Da Rcs alle Ipo, i risvolti
Sul fronte più industriale i potenziali effetti di Brexit sono ancora da decifrare. Fca, per esempio, ha a Londra il suo cuore finanziario e in Gran Bretagna ha la sede fiscale. La residenza fiscale britannica si spiega con il trattamento più favorevole che possono avere, con la sede a Londra, gli investitori americani al momento del pagamento dei dividendi. Di recente Sergio Marchionne ha chiarito che avrebbe un impatto «industrialmente minimo» per Fca. Anche per il domicilio fiscale del gruppo, che si trova nel Regno Unito, «tecnicamente» non cambierà nulla, ha detto. Nessun impatto, complice l’accelerazione di pochi giorni fa, anche nel caso del passaggio da Italmobiliare a HeidelbergCement del controllo del gruppo Italcementi.

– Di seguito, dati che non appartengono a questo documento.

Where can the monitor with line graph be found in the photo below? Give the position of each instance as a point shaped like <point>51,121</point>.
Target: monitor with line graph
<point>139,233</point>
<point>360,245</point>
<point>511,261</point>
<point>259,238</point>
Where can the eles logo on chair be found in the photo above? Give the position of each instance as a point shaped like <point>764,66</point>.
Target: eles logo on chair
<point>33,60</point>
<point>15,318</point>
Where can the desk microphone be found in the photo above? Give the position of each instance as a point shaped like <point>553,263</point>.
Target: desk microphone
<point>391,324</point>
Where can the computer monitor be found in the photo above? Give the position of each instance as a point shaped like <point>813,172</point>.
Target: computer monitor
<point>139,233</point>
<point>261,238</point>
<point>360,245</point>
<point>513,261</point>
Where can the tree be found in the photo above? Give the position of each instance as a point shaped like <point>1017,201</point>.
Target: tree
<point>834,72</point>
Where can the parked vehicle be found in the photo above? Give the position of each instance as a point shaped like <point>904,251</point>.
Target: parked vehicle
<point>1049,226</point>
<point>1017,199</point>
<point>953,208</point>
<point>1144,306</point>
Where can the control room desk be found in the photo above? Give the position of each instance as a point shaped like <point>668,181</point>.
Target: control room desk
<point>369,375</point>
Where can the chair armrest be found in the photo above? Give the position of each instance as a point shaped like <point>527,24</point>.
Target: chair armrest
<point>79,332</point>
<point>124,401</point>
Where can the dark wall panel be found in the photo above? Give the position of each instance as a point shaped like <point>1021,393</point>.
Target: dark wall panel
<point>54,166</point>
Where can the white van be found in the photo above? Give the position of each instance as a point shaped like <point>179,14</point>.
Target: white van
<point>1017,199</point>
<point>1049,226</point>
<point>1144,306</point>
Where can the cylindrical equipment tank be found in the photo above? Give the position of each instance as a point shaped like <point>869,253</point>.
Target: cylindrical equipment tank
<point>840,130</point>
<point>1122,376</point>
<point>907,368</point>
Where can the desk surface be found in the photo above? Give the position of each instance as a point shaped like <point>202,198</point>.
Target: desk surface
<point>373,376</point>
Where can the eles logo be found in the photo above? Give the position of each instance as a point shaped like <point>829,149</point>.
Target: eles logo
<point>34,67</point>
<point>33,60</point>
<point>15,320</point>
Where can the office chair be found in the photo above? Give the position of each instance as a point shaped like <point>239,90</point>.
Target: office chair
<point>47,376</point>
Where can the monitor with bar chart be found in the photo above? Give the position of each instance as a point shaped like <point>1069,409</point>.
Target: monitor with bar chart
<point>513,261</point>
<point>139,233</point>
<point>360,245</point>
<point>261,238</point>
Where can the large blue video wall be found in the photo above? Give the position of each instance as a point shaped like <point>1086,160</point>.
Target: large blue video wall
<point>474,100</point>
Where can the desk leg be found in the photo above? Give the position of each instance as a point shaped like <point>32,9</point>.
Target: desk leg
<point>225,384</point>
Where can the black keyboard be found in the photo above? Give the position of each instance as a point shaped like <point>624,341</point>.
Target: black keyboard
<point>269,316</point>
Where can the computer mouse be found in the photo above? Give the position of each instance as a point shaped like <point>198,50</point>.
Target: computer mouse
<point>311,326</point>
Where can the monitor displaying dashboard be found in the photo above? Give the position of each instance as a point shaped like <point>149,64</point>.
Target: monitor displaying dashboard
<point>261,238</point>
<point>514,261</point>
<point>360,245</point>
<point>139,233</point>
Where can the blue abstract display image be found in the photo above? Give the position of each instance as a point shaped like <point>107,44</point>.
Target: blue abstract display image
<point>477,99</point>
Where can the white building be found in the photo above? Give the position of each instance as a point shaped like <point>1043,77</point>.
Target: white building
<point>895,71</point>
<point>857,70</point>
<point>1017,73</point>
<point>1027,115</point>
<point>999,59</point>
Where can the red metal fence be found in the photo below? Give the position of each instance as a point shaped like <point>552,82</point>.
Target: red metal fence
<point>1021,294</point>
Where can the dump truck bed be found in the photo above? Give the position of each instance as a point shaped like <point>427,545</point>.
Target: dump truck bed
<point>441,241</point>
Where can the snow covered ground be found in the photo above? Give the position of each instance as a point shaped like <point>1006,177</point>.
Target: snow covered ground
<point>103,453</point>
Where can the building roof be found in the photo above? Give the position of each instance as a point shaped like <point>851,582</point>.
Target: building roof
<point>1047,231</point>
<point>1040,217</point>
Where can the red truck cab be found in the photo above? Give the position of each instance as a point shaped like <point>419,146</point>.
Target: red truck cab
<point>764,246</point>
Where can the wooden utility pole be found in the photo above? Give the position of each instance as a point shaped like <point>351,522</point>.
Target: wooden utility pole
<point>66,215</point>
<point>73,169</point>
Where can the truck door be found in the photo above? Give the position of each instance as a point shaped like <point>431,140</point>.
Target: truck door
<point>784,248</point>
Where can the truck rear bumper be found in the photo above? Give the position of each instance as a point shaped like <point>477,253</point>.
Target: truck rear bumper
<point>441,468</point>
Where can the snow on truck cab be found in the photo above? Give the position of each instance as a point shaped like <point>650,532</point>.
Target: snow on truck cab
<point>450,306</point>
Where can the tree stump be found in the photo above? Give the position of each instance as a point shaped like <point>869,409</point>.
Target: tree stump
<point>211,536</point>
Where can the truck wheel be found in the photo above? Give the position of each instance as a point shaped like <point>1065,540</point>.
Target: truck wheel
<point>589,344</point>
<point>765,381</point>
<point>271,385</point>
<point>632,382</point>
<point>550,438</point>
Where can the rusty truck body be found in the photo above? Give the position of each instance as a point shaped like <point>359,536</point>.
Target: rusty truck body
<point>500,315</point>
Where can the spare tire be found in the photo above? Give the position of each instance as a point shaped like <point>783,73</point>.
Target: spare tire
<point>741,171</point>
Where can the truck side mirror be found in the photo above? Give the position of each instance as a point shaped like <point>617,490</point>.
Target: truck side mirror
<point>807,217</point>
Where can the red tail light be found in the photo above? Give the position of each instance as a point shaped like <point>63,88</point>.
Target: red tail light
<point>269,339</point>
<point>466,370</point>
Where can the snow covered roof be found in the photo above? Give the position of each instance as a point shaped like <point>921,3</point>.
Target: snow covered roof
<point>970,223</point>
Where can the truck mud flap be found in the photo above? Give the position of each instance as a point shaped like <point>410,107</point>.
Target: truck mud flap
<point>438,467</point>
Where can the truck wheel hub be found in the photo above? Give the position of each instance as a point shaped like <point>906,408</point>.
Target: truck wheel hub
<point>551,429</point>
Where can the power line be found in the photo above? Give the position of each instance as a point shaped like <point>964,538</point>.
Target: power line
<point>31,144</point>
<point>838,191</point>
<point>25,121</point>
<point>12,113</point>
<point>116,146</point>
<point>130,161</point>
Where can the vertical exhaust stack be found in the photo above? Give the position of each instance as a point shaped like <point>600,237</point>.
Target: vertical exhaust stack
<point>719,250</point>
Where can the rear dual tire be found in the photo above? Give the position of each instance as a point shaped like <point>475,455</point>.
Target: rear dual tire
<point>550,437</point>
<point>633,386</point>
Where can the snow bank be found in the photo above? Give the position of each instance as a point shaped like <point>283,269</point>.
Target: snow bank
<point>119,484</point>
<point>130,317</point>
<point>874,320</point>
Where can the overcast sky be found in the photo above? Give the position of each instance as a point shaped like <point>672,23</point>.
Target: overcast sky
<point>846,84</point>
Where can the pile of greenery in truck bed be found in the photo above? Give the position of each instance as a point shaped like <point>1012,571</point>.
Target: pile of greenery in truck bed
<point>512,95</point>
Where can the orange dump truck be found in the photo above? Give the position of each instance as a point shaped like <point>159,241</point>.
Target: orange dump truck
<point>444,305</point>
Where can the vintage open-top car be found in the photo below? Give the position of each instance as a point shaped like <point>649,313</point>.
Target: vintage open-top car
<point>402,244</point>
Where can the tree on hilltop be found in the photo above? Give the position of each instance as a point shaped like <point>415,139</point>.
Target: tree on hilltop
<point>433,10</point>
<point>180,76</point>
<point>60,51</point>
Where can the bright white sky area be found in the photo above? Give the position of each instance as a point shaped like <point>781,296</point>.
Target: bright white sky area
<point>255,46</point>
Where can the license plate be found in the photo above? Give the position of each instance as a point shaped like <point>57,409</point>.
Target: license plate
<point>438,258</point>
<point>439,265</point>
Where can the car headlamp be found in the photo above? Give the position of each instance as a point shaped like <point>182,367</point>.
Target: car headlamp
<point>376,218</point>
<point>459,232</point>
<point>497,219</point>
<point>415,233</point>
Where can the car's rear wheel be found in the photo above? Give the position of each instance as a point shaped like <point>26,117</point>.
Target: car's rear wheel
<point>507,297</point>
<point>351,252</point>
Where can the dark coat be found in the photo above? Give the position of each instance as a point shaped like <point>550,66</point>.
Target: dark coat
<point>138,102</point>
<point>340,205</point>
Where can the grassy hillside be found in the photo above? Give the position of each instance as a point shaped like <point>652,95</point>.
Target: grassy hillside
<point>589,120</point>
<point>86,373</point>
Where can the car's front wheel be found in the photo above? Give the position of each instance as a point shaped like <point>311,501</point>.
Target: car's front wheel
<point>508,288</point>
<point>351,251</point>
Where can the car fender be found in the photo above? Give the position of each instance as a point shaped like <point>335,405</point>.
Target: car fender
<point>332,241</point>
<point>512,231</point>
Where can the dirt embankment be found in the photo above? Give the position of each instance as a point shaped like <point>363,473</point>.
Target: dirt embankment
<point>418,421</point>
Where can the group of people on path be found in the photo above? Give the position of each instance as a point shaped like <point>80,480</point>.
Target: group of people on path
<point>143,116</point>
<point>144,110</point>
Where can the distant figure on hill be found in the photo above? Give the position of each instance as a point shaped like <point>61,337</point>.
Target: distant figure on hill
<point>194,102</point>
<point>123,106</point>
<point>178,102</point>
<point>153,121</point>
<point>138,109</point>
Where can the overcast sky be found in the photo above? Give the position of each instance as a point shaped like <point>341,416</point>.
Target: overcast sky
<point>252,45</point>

Le parti, infatti, lo scorso 21 giugno hanno definito gli ultimi dettagli per il perfezionamento della cessione rivedendo il vecchio accordo del 2015 con una intesa integrativa che non prevede clausole Mac. Tutto pronto, dunque, per un accordo che sarà perfezionato il primo luglio e vedrà Italmobiliare incassare un assegno di 1,67 miliardi, di cui una parte servirà per la sottoscrizione di una quota del 5,3% circa del capitale del gruppo tedesco. La Brexit, invece, potrebbe rimescolare le carte nella partita per Rcs. Entrambe le offerte presentate per il Corriere - l’Ops di Urbano Cairo e l'Opa della cordata capitanata da Andrea Bonomi - potrebbero perfino essere ritirate visto che la vittoria del referendum, nei rispettivi prospetti informativi, era citata come uno di quegli accadimenti che potrebbero mandare tutto all’aria.
I prospetti contengono infatti la cosiddetta clausola Mac che subordina l’efficacia dell’offerta al mancato verificarsi di una serie di accadimenti negativi. Eplicitando «ancorché non prevedibili, è possibile, in via meramente esemplificativa, includere, tra gli eventi attinenti al contesto politico o economico una crisi rilevante del credito o dei mercati finanziari anche in seguito all’eventuale uscita della Gran Bretagna dall'Unione Europea». Dunque, almeno sulla carta, entrambe le operazioni sono potenzialmente ritirabili. Infine, sul fronte Ipo, spicca Enav il cui destino sarà deciso a metà della prossima settimana.